Let $F_q$ be a finite field ($q$ is a power a prime) and irreductible polynomial $f(X)\in F_q[X]$ with degree $n\geq 2$.
I have to see that $F_{q^n}$ is the splitting field of $f$ over $F_q$, and that all the roots of $f$ have the same order under the multiplicative group $F^*_{q^n}$.
What I know so far:
- $F_{q^n}$ is the finite field of $q^n$ elements and its elements are the roots of the polynomial $g(X) = X^{q^n}-X \in F_q[X]$. I read here that $g$ is the product of all the monic polynomials of $F_q[X]$ which divide $g$. So $f$ must divide $g$. Because of this, if $f | g$ we have that, as $g$ generates the elements of $F_{q^n}$, thus $f$ splits in $F_{q^n}$.

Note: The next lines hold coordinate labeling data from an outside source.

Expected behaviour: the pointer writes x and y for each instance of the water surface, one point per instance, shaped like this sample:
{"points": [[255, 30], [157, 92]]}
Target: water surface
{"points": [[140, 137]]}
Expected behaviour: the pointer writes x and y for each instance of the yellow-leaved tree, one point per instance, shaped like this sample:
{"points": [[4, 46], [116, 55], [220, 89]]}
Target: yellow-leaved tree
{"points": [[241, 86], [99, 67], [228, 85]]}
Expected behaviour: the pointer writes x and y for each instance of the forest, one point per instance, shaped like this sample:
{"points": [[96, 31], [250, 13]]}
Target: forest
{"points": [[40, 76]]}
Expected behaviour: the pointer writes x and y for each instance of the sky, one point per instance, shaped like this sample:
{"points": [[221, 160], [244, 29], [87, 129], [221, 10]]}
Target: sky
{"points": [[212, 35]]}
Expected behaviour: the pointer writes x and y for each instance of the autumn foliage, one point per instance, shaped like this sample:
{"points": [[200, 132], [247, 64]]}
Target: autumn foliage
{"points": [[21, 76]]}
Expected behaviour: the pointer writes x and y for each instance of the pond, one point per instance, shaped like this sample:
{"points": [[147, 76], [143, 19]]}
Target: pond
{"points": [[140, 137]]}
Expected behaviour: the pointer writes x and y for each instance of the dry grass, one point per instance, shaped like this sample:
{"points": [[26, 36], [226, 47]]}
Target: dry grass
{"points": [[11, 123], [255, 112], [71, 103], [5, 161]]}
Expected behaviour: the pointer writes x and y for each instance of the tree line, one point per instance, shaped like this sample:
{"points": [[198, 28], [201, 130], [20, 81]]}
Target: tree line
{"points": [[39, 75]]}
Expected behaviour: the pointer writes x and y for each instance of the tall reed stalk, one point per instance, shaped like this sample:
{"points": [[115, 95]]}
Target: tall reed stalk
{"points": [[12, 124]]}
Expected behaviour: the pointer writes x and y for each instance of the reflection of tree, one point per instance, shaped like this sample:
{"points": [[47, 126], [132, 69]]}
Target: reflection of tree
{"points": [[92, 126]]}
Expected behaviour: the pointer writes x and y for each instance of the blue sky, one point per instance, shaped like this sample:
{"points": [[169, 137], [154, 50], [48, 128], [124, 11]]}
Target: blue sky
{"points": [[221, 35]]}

- About the order of the roots, I know that $|F^*_{q^n}| = \phi(q^n)$. But this group is the Galois group of the extension over $F_p$, where $q = p^m$, for some $m\geq 1$. So if you consider the extension $F_{q^n}$ over $F_q$, you have that its degree is $n$, but... here I made a mess in my head and I really don't know how to finish this.
I would appreciate if someone points out something about the second point or anything I could have done wrong on the first one. Many thanks in advance!